The printf function takes an argument type, such as %d or %i for a signed int. However, I don't see anything for a long value.

This question is related to c printf long-integer

The answer is


I think you mean:

unsigned long n;
printf("%lu", n);   // unsigned long

or

long n;
printf("%ld", n);   // signed long

In case you're looking to print unsigned long long as I was, use:

unsigned long long n;
printf("%llu", n);

For all other combinations, I believe you use the table from the printf manual, taking the row, then column label for whatever type you're trying to print (as I do with printf("%llu", n) above).



On most platforms, long and int are the same size (32 bits).
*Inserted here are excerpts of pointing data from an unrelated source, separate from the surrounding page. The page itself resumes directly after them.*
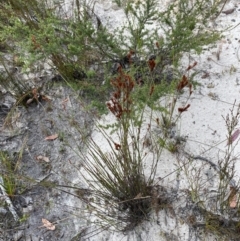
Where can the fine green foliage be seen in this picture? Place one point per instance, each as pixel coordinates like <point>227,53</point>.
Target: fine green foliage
<point>141,61</point>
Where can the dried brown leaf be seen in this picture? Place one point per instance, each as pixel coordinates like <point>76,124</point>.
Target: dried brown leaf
<point>42,158</point>
<point>229,11</point>
<point>29,101</point>
<point>138,196</point>
<point>51,138</point>
<point>48,224</point>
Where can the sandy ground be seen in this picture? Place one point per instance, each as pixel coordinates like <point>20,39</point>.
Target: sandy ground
<point>202,126</point>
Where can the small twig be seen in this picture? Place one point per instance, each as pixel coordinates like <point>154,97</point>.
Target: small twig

Still, it does have its own format specifier:

long n;
unsigned long un;
printf("%ld", n); // signed
printf("%lu", un); // unsigned

For 64 bits, you'd want a long long:

long long n;
unsigned long long un;
printf("%lld", n); // signed
printf("%llu", un); // unsigned

Oh, and of course, it's different in Windows:

printf("%l64d", n); // signed
printf("%l64u", un); // unsigned

Frequently, when I'm printing 64-bit values, I find it helpful to print them in hex (usually with numbers that big, they are pointers or bit fields).

unsigned long long n;
printf("0x%016llX", n); // "0x" followed by "0-padded", "16 char wide", "long long", "HEX with 0-9A-F"

will print:

0x00000000DEADBEEF

Btw, "long" doesn't mean that much anymore (on mainstream x64). "int" is the platform default int size, typically 32 bits. "long" is usually the same size. However, they have different portability semantics on older platforms (and modern embedded platforms!). "long long" is a 64-bit number and usually what people meant to use unless they really really knew what they were doing editing a piece of x-platform portable code. Even then, they probably would have used a macro instead to capture the semantic meaning of the type (eg uint64_t).

char c;       // 8 bits
short s;      // 16 bits
int i;        // 32 bits (on modern platforms)
long l;       // 32 bits
long long ll; // 64 bits 

Back in the day, "int" was 16 bits. You'd think it would now be 64 bits, but no, that would have caused insane portability issues. Of course, even this is a simplification of the arcane and history-rich truth. See wiki:Integer


It depends, if you are referring to unsigned long the formatting character is "%lu". If you're referring to signed long the formatting character is "%ld".


I think to answer this question definitively would require knowing the compiler name and version that you are using and the platform (CPU type, OS etc.) that it is compiling for.